Getting Power to the People

Caramanis Awarded Sloan Foundation Grant to Improve Electricity Distribution Networks

By Michael Seele

While the use of clean, renewable energy is rising nationally, its growth is being restrained by an imbalance between the consumption and generation of power. Wind and solar power are clean and cheap, but their availability varies widely depending on location, season and time of day. Fossil-fuel generated power is available anytime, but is expensive and carbon-intensive. Utility companies average out the cost difference and charge consumers accordingly, leaving little economic incentive for consumers to adapt to cost differences and increase the use of renewable sources.

Professor Michael Caramanis (ME, SE) is working to change that by developing algorithms that will enable consumers choose when and how they use electricity. Recognizing the potential of this approach, the Alfred P. Sloan Foundation has awarded Caramanis a $420,000 grant to pursue it.

ME.Faculty.Caramanis
Professor Michael Caramanis (ME, SE)

“In a distribution network today, you pay an average price whether you consume in the morning or at night, on a hot or cold day, and regardless of the location of the grid that you are connected to,” said Caramanis. “This practice results in an electric power system that operates very inefficiently and provides perverse incentives for inefficient investments by all parties involved.”

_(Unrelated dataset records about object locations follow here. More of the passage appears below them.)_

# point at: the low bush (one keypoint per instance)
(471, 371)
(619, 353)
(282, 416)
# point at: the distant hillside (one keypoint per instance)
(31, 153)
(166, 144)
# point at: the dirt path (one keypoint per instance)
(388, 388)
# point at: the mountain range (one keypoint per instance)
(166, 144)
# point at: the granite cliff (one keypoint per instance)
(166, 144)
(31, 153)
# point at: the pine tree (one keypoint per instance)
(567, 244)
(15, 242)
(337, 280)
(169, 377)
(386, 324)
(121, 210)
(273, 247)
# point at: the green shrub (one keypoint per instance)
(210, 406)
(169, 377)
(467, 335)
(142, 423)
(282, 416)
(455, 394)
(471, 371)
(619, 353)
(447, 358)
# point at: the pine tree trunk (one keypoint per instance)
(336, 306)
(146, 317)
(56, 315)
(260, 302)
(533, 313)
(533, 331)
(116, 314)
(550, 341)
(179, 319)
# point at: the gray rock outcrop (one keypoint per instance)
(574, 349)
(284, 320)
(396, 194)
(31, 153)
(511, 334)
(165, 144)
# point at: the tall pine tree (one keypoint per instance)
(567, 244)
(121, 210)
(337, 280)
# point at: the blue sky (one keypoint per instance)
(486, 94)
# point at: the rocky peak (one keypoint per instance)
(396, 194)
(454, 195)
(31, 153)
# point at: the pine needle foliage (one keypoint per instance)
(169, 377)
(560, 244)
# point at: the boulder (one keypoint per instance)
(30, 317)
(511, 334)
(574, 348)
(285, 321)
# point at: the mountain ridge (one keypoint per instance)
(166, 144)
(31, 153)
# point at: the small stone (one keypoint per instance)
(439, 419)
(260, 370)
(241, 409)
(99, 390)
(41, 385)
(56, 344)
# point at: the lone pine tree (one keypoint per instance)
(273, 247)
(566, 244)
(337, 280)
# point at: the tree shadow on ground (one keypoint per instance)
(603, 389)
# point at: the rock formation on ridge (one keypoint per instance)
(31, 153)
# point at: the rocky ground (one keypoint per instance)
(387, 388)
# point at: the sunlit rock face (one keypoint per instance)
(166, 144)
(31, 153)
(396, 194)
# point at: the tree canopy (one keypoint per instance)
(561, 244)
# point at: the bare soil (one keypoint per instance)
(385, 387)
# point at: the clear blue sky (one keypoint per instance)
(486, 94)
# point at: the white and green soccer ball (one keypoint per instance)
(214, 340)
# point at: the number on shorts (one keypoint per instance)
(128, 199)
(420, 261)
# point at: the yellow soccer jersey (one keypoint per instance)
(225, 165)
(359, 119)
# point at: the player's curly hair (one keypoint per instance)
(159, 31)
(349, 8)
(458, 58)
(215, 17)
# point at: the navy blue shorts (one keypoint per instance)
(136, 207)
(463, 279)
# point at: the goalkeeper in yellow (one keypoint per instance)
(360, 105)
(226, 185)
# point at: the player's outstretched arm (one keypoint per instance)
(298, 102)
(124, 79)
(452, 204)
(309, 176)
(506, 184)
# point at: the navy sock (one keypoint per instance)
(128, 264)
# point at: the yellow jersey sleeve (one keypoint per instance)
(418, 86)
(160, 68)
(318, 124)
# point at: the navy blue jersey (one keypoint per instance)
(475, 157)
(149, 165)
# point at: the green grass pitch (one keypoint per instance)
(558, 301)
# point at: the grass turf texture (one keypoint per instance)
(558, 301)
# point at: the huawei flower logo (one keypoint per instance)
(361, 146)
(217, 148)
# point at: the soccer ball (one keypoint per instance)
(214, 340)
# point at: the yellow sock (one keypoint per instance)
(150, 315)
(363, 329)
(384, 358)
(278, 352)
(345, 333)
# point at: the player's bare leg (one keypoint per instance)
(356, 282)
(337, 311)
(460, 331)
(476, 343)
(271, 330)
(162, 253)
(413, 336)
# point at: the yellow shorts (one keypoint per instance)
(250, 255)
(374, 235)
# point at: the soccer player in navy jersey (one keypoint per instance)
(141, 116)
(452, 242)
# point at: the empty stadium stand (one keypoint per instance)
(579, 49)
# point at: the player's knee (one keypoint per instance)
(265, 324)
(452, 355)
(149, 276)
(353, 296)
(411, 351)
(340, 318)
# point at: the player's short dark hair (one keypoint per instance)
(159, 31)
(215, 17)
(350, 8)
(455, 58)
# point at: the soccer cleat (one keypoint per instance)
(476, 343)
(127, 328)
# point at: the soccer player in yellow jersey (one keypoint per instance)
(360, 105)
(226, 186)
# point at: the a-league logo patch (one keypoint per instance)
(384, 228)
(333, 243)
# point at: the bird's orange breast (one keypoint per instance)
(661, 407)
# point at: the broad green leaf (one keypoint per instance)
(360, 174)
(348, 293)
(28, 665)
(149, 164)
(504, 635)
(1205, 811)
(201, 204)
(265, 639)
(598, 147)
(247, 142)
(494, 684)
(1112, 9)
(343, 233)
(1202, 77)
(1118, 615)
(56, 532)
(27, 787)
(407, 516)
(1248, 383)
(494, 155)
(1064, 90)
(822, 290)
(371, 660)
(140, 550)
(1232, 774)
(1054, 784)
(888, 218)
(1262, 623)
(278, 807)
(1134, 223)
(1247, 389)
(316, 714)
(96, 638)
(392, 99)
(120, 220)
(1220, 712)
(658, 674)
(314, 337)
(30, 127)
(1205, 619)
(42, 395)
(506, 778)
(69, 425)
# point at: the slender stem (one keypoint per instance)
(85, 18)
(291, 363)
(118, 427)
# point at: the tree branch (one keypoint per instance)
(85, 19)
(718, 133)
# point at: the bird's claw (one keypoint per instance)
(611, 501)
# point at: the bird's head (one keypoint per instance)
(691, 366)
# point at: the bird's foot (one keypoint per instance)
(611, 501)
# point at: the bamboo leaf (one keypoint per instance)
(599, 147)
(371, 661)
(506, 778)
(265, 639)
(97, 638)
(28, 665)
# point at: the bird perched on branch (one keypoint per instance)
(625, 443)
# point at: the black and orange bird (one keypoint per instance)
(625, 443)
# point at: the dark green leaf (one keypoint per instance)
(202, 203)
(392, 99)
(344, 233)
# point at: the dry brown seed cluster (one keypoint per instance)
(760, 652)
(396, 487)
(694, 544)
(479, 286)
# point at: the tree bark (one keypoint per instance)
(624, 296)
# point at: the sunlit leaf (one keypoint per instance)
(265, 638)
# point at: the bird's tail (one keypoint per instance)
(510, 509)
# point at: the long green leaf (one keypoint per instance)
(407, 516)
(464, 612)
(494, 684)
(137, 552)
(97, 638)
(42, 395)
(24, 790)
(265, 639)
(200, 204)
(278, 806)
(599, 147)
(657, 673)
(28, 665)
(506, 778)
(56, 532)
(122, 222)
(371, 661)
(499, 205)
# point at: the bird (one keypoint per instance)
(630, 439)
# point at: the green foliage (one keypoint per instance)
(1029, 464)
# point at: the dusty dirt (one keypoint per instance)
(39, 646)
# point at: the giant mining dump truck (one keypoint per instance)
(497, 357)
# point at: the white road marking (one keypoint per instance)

Caramanis is developing algorithms that take a number of generation and usage factors into account and derive dynamic prices. Smartphone apps that incorporate these algorithms could enable users to take advantage of the emerging Internet of Things and pursue their preferences at the lowest cost or highest benefit.

“Knowing how electricity prices will change over time and in particular their locational granularity, will be very important information to consumers,” Caramanis added. “For example, in midday, prices are high in commercial areas but low in residential areas where everyone is away at work; the opposite trend is true in the evening. We want to empower the consumers by giving them information and financial incentives to do the right thing.”

Consumers might, for instance, specify when they expect to plug in electric vehicles to charging outlets and when they expect to depart. The consumer’s smartphone would then monitor the cost of electricity at that charger’s location and implement a charging schedule that takes advantage of low-cost times and avoids high-cost times. Using price information sharing, a smart thermostat might precool or preheat a suburban home and a grid-friendly dishwasher could be run at a time of day when electricity prices are low. Micro-generators could even be used to provide reserves.

Such usage would allow utilities to optimize their distribution networks, reducing their costs and allowing them to pass along savings to consumers. It would also facilitate more efficient use of solar and wind power, much of which is underutilized in the current system. Taken together, Caramanis believes his proposed dynamic price discovery and sharing market will contribute to lower energy costs and increased adoption of clean, renewable energy sources.

Caramanis and his research group have already conducted computer simulations that demonstrate the potential for significant benefits of optimal spatiotemporal electricity pricing. The Sloan Foundation grant will facilitate pilot studies using actual networks to evaluate the impact of spatiotemporal pricing, and Caramanis expects the results to boost confidence in the technology. A wide range of utilities, including National Grid, have expressed strong interest in participating.

“Building confidence is the key prerequisite to establishing a new market. Although we have already simulated benefits in computer studies, demonstrating bilateral benefits for utilities companies and consumers in actual pilot studies can provide invaluable momentum,” said Caramanis. “The Sloan Foundation grant will allow us to verify these benefits by key participating stakeholders including distribution companies, practitioners, regulators and consumer advocates. Should applicability and societal benefits be documented, barriers to the adoption of efficient distribution markets will have been significantly overcome.”